- Nickname: Skull
- Born: August 24, 1919 Salt Lake City, Utah
- Died: August 20, 1983 (aged 63) Naval Air Station Miramar
- Allegiance: United States
- Branch: United States Navy
- Service years: 1941–1956
- Conflicts: World War II
- Awards: Navy Cross Distinguished Flying Cross (3) Air Medal (3)

= Charles R. Stimpson =

US Navy fighter ace in World War II

Charles Russell Stimpson (24 August 1919 – 20 August 1983) was a United States Navy fighter ace in World War II.

==Biography==
Born in Salt Lake City, Utah, Stimpson graduated from Pomona College in 1941 and enlisted in the navy as an aviation cadet. He received his commission and aviator wings in May 1942 and was assigned to Fighting Squadron 11, which became known as The Sundowners.

Flying Grumman F4F Wildcats from Guadalcanal in the summer of 1943, "Skull" Stimpson shot down six Japanese aircraft. He remained with the squadron during its second combat deployment, flying Grumman F6F Hellcats from USS Hornet (CV-12) in the Western Pacific during late 1944. He scored ten more kills, including five confirmed and two probables off Formosa on 14 October.

At the end of the war Stimpson was the Sundowners' top ace with 16 victories, receiving the Navy Cross, three Distinguished Flying Crosses, and three Air Medals.

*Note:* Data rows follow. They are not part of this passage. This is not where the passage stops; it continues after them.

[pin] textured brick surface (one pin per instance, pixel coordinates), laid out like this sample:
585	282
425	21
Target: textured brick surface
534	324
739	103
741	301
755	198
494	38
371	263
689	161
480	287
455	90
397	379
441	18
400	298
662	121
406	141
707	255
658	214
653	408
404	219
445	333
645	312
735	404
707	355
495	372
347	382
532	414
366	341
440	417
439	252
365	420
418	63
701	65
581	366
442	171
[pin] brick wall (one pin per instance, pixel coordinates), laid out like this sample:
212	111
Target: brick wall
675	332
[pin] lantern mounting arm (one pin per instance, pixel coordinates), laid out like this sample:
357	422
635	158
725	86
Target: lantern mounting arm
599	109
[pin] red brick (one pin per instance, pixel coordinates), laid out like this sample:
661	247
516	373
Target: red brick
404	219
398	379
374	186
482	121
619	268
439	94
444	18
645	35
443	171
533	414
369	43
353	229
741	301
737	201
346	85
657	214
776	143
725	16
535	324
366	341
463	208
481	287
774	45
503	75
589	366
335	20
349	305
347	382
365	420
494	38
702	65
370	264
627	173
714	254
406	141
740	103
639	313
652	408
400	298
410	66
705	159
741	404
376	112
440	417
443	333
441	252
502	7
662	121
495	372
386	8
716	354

Released from active duty in October 1945, Stimpson participated in the naval reserve program until 1956. He settled in the San Diego area, having married into the hotel business. He was widely known as the genial, popular host of The Inn at Rancho Santa Fe, California, but maintained his interest in aviation. He died at a Blue Angels performance at NAS Miramar shortly before his 64th birthday.